Le syndrome de l'imposteur

Publié par Alicia Perino, le 24 janvier 2020   1.6k

Une fois encore, c'est arrivé. Lorsque mon article a été cité par ma professeure de journalisme comme étant l'un de ses favoris cette semaine, ce sont les mêmes pensées qui se sont installées. Comme à mon habitude, j'ai tout d'abord ressenti une minuscule once de fierté, pendant une fraction de seconde, avant de me laisser envahir par une horde de sentiments négatifs. "Comment est-ce possible ? Elle a dû se tromper de prénom. Ou bien, elle a lu mon article de travers. Je ne comprends pas, c'était du travail bâclé, je ne le mérite absolument pas !" Ce sont ces mêmes doutes qui résonnent en moi depuis toujours, dès que mon travail est récompensé. Comme cette fois en primaire lorsque mon professeur a lu ma rédaction devant toute la classe. Ou quand, en terminale, j'ai obtenu la meilleure note en philo. Ou encore lors des remises des médailles que je décrochais en natation. Et même, lorsque j'ai été acceptée en master.

Cependant, je suis loin d'être la seule rencontrant ces remises en question. Nous serions environ 70% de la population à avoir expérimenté ce trouble, théorisé sous le nom de "syndrome de l'imposteur" en 1978 par les psychologues Pauline Rose Clance et Suzanne Imes. Il ne s'agit pas d'une maladie, mais d'un mécanisme psychologique dont tout le monde peut faire l'expérience. Il survient à l'annonce d'une réussite, peu importe le domaine. Qu'elle soit professionnelle, sportive ou relationnelle, cette réussite va être instantanément minimisée par l'individu, qui va attribuer son succès à des causes externes : la chance, ses relations, les circonstances de l’événement, le hasard... De plus, tel un super-héro craignant d'être démasqué, les sujets touchés vont redouter le jour fatidique où leur entourage découvrira qu'ils ne sont rien d'autre que...des imposteurs. Que leur travail a été habilement détourné pour donner l'illusion qu'il avait de la valeur.
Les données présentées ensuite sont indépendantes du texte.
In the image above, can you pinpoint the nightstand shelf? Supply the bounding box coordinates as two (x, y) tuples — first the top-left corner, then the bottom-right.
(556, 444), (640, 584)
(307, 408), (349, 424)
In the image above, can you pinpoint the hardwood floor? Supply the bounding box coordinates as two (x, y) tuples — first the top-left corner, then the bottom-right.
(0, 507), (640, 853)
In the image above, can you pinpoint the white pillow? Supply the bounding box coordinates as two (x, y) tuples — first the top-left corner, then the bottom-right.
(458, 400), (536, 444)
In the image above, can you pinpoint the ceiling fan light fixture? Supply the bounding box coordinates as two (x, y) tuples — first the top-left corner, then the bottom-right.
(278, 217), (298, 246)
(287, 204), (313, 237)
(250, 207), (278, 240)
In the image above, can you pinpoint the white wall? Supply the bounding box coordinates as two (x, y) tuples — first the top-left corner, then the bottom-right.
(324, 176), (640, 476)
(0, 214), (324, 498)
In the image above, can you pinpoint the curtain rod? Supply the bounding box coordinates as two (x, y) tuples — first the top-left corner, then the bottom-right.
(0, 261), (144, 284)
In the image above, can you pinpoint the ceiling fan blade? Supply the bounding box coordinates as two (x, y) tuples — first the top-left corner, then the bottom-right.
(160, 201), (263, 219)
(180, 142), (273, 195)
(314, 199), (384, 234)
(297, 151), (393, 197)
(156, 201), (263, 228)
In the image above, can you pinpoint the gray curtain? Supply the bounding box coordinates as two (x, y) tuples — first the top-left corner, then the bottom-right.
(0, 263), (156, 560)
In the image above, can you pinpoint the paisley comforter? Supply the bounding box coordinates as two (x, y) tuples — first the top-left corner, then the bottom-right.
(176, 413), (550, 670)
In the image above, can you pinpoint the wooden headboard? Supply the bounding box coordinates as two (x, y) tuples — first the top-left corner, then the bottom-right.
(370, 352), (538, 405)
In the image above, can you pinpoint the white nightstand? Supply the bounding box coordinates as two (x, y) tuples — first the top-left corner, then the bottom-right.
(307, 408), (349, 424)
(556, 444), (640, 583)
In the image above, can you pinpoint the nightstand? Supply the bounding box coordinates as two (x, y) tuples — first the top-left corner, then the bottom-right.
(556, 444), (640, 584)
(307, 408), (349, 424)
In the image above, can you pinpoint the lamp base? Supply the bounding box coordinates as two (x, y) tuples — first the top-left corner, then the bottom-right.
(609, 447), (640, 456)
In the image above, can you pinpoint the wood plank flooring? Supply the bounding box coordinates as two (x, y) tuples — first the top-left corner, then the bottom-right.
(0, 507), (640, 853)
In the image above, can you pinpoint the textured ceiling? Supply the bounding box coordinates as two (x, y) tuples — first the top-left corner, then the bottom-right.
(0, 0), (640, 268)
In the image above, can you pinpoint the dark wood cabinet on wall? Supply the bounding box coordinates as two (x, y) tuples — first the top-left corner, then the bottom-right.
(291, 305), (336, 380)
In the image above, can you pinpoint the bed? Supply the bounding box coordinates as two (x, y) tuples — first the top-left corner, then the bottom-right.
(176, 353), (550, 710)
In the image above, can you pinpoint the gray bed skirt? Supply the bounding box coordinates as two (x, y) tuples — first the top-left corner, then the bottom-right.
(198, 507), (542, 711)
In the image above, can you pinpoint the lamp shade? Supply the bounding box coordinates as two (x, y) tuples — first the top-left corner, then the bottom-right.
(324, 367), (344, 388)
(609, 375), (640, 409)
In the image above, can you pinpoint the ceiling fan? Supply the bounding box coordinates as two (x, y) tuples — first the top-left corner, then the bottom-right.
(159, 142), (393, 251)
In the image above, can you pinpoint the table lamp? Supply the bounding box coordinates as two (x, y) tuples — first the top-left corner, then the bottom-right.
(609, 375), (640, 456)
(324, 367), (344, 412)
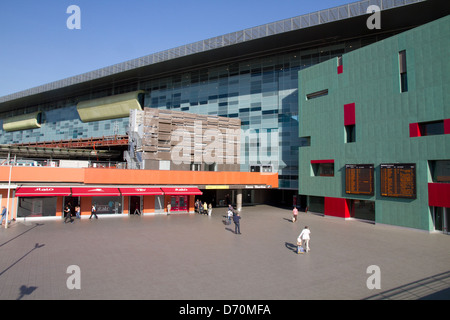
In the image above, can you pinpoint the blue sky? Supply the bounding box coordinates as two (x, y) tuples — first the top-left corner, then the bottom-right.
(0, 0), (354, 96)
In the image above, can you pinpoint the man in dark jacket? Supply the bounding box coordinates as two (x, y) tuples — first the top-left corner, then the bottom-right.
(233, 212), (241, 234)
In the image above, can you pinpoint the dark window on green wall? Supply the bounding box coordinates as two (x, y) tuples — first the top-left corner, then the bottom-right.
(419, 120), (444, 136)
(398, 50), (408, 92)
(345, 124), (356, 143)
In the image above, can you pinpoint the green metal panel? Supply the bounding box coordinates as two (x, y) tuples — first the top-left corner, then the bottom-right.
(3, 111), (41, 132)
(299, 16), (450, 230)
(77, 91), (144, 122)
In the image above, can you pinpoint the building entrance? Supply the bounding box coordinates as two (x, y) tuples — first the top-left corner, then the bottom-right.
(62, 196), (80, 219)
(170, 196), (189, 211)
(130, 196), (141, 215)
(432, 207), (450, 234)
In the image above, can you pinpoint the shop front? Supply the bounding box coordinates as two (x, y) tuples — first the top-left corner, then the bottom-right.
(161, 187), (202, 213)
(72, 187), (123, 215)
(119, 187), (164, 215)
(15, 186), (71, 218)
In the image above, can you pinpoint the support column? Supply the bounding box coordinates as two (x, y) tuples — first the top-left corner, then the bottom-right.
(236, 189), (242, 212)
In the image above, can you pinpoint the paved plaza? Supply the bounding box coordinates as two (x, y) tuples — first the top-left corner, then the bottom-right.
(0, 205), (450, 301)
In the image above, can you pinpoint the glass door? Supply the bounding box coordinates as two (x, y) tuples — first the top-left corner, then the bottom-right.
(433, 207), (450, 234)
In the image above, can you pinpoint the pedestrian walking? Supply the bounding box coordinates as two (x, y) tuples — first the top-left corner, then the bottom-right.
(0, 206), (6, 225)
(64, 206), (73, 223)
(233, 213), (241, 234)
(89, 205), (98, 219)
(0, 206), (16, 226)
(297, 226), (311, 252)
(292, 207), (298, 222)
(208, 203), (212, 216)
Pour éviter cela, différentes stratégies sont mises en place par les individus, qui vont soit produire une charge de travail immense pour pouvoir justifier ainsi leur potentielle réussite (c'est la stratégie overdoing) ou bien au contraire, vont peu s'investir afin de se préparer à un échec (stratégie undergoing).
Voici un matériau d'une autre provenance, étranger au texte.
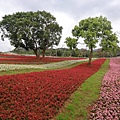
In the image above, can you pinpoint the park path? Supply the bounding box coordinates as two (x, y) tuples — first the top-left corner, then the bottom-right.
(90, 58), (120, 120)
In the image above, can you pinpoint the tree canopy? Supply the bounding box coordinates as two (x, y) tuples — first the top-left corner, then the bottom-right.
(72, 16), (119, 64)
(0, 11), (62, 57)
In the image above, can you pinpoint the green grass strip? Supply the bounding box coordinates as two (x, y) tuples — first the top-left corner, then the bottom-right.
(55, 59), (109, 120)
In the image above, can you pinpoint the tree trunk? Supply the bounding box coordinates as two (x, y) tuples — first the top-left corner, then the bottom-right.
(88, 47), (93, 65)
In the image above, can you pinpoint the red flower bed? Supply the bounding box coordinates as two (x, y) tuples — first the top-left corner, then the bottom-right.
(0, 54), (84, 64)
(0, 59), (105, 120)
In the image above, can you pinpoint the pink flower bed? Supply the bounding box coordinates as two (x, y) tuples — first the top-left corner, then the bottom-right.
(0, 54), (85, 64)
(90, 58), (120, 120)
(0, 59), (105, 120)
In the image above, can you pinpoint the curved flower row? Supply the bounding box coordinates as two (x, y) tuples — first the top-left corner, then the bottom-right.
(0, 59), (87, 71)
(0, 54), (84, 64)
(0, 59), (105, 120)
(90, 58), (120, 120)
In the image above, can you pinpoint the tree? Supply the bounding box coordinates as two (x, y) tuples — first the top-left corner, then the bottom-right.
(72, 16), (119, 64)
(65, 37), (78, 56)
(0, 11), (62, 57)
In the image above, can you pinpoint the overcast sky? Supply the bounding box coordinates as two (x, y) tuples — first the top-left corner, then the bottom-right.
(0, 0), (120, 52)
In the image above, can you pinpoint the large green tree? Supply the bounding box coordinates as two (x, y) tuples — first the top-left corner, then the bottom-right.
(72, 16), (119, 64)
(0, 11), (62, 57)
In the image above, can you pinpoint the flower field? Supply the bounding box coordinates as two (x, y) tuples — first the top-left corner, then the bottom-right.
(0, 59), (105, 120)
(90, 58), (120, 120)
(0, 54), (84, 64)
(0, 59), (87, 71)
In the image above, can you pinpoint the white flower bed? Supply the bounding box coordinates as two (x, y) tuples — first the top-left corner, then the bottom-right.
(0, 59), (87, 71)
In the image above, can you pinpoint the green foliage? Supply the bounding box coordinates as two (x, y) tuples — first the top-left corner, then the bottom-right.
(65, 37), (78, 50)
(0, 11), (62, 56)
(72, 16), (119, 64)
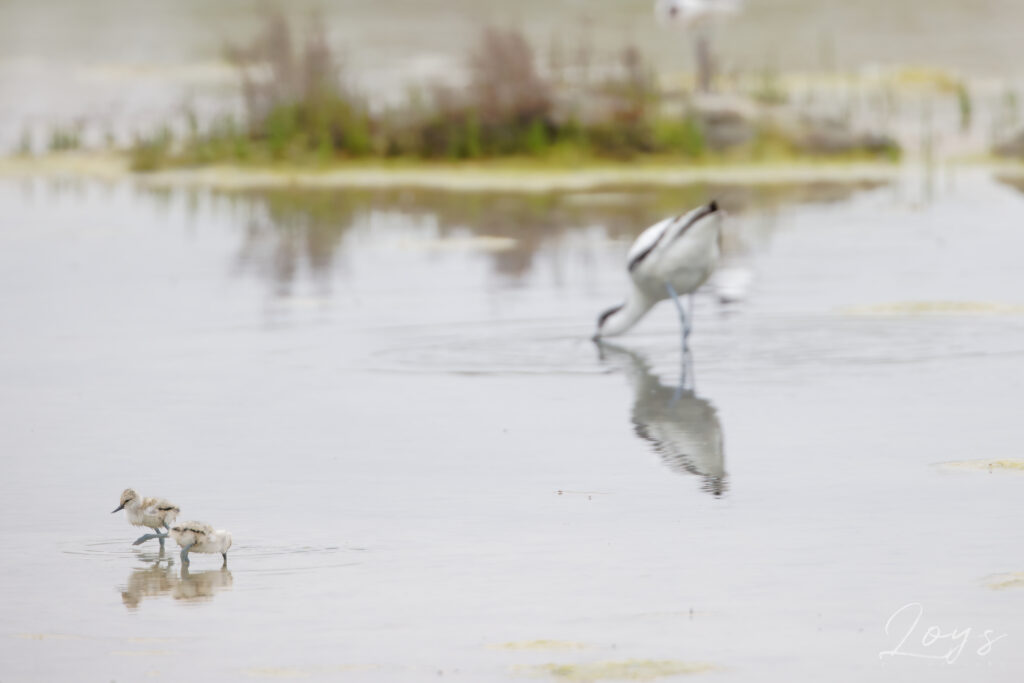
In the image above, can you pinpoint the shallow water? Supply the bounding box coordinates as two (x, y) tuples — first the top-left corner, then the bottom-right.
(0, 171), (1024, 681)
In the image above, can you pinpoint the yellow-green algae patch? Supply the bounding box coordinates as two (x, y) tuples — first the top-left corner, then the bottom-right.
(488, 640), (588, 650)
(843, 301), (1024, 315)
(936, 458), (1024, 473)
(985, 571), (1024, 591)
(537, 659), (715, 681)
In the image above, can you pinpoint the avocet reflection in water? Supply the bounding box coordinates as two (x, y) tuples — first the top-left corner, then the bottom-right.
(598, 341), (727, 496)
(118, 548), (234, 609)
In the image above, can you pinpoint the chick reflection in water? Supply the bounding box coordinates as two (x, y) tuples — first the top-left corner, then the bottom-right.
(598, 341), (726, 496)
(120, 551), (234, 608)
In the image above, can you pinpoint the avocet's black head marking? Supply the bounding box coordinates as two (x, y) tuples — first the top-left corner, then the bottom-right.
(627, 200), (718, 270)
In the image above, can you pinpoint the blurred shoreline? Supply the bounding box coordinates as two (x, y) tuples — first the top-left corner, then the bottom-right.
(0, 153), (1024, 193)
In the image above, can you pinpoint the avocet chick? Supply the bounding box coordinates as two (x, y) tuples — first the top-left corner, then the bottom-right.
(171, 522), (231, 566)
(111, 488), (181, 546)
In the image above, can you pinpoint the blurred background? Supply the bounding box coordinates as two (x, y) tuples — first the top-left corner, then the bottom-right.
(0, 5), (1024, 683)
(0, 0), (1024, 169)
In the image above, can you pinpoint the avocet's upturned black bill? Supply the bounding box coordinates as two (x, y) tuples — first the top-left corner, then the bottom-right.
(594, 202), (722, 343)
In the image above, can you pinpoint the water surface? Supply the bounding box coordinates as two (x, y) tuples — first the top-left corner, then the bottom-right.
(0, 172), (1024, 681)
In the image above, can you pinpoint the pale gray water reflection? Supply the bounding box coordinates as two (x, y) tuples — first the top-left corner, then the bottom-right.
(6, 172), (1024, 683)
(597, 341), (728, 496)
(118, 551), (234, 609)
(224, 181), (879, 294)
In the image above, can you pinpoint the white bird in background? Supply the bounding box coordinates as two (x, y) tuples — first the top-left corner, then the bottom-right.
(594, 202), (722, 347)
(171, 521), (231, 565)
(111, 488), (181, 546)
(654, 0), (743, 29)
(654, 0), (743, 92)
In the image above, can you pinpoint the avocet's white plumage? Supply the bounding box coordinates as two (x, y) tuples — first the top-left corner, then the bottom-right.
(112, 488), (181, 546)
(171, 521), (231, 564)
(594, 202), (722, 341)
(654, 0), (743, 29)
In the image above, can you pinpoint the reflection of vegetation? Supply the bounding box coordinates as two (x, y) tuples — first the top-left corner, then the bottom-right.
(132, 14), (896, 171)
(220, 183), (884, 293)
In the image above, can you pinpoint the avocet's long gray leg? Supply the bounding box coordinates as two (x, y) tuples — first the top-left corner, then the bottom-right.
(665, 283), (693, 346)
(131, 533), (167, 546)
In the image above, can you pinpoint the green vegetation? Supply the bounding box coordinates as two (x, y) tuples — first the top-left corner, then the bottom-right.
(131, 15), (898, 171)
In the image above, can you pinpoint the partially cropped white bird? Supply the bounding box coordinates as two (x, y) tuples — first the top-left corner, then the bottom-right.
(654, 0), (743, 29)
(594, 202), (722, 345)
(111, 488), (181, 546)
(171, 521), (231, 565)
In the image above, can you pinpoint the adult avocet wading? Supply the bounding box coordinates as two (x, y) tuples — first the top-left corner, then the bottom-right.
(111, 488), (181, 546)
(594, 202), (722, 346)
Le "syndrome de l'imposteur" peut devenir un véritable frein pour le bien-être de tout un chacun. En effet, lorsque ressentis à répétition, ces doutes peuvent s'associer à d'autres mécanismes comme le stress, l'anxiété, la dépression ou encore le burn-out. Il est donc nécessaire de le reconnaître lorsque nous en faisons l'expérience, afin de le contrer. Quelle méthode adopter alors pour détourner ce syndrome ? En parler semble être une première étape salvatrice. Mais attention, pas à n'importe qui. Une étude réalisée par des chercheurs de l'université Brigham Young aux Etats-Unis a montré que les étudiants souffrant du syndrome de l'imposteur arrivaient plus aisément à s'en détacher lorsqu'ils se confiaient à des personnes en dehors de leur cursus (famille, amis extérieurs...). Au contraire, lorsqu'ils partageaient leur expérience avec leurs pairs, cela avait tendance à empirer la situation.

Egalement, comprendre que ce sentiment n'est pas une fatalité et qu'il peut-être détourné, savoir que la majorité de la population en fait l'expérience, se forcer à accepter les compliments, ne pas se comparer, être plus indulgent envers son travail, tout ça et plus encore peuvent être des armes utiles dans ce combat contre soi-même. Pour ma part, j'ai trouvé ma prochaine bataille : l'écriture de cette chronique.